Howard Scott Warshaw, game designer of “E.T the Extra-Terrestrial,” spoke about the game’s development with The A.V. Club. Atari negotiated the rights for “E.T.” with Steven Spielberg and agreed to pay $22 million in late July 1982. For Warshaw, that meant he had just five weeks to make the game, which was unheard of at that time. Warshaw said of the task given to him by Atari, “I liked the idea of this huge technical challenge, to try and produce a full game in six weeks. Actually, it was five weeks. It was the end of July, and it had to be ready on September 1. Because to make the Christmas season, it would have to go into production by September 1, and they did not want to miss that Christmas season.”

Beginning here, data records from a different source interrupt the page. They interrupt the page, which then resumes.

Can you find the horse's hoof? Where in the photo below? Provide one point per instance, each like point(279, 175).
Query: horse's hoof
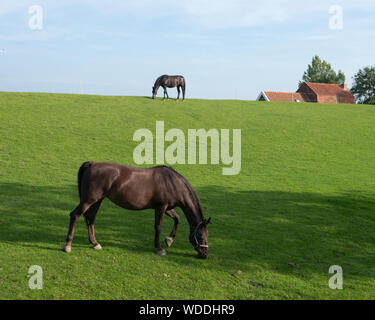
point(162, 252)
point(168, 241)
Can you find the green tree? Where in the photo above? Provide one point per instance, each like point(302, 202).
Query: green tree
point(364, 85)
point(322, 72)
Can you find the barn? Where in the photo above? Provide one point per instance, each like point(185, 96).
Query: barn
point(312, 92)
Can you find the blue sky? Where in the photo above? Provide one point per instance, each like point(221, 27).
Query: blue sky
point(225, 49)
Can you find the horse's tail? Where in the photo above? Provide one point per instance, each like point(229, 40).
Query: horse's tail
point(81, 170)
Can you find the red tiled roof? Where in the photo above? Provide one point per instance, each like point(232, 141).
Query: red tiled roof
point(284, 96)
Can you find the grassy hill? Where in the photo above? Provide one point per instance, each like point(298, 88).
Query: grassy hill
point(304, 200)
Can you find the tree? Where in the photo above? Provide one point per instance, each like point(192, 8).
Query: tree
point(364, 85)
point(322, 72)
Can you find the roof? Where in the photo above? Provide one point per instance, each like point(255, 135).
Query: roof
point(327, 89)
point(284, 96)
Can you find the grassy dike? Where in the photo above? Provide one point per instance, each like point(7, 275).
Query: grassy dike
point(303, 201)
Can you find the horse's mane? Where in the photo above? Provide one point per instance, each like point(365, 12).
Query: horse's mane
point(192, 192)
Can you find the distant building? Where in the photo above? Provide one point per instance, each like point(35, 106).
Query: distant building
point(312, 92)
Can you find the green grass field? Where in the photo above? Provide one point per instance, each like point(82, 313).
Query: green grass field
point(304, 200)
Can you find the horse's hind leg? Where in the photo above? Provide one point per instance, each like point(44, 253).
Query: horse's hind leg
point(159, 213)
point(74, 216)
point(90, 216)
point(169, 240)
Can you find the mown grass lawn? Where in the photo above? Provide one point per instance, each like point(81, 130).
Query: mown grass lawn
point(304, 200)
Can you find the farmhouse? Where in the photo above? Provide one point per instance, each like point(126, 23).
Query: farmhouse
point(312, 92)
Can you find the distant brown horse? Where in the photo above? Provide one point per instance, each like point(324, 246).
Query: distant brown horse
point(165, 82)
point(160, 188)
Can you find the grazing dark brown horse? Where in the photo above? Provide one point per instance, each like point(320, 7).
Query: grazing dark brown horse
point(165, 82)
point(160, 188)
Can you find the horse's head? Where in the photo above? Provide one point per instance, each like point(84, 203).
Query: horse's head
point(199, 238)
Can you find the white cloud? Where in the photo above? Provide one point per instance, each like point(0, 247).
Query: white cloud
point(217, 14)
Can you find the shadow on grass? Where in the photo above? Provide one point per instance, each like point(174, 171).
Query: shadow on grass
point(275, 230)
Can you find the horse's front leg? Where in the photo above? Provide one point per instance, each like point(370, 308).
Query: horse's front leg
point(74, 216)
point(159, 213)
point(169, 240)
point(90, 216)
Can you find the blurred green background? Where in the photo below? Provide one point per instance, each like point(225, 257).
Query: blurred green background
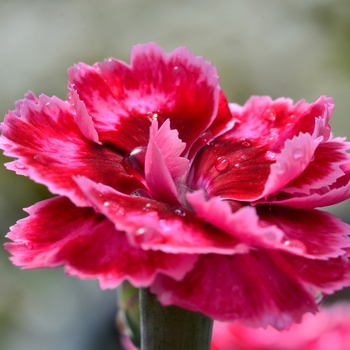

“E.T.” turned out to be a really bad game and Atari had millions of unsold cartridges. The failure of “E.T.” is cited as one of the main reasons for the video game industry crash of 1983. As legend has it, the company decided to bury the cartridges in a landfill in New Mexico.



Over time, the story of the Atari "E.T." landfill has become part of pop culture and one of the most enduring video game legends. In the A.V. Club interview, Warshaw did not believe in the landfill legend but the crew excavating the site at Alamogordo, New Mexico discovered several copies of the game.

Larry Hyrb, director of programming for Xbox Live, was among the team working at the Atari landfill location in New Mexico and posted pictures on Twitter of the “E.T.” cartridges. The public was invited to observe the dig and Zak Penn, who has worked as a writer for “The Avengers” and “X-Men: The Last Stand,” is directing the documentary of the Atari “E.T.” landfill excavation.

In a post on Twitter, Hryb says, “We found 'em!” In addition to the “E.T.” cartridges, the excavation crew also found a copy of “Centipede” and "Missile Command." The excavation team will spend the rest of Saturday and the next few months digging up the now-confirmed Atari landfill. According to KRQE, the documentary crew will get to keep 250 cartridges or 10 percent of the total number cartridges found, whichever is greater.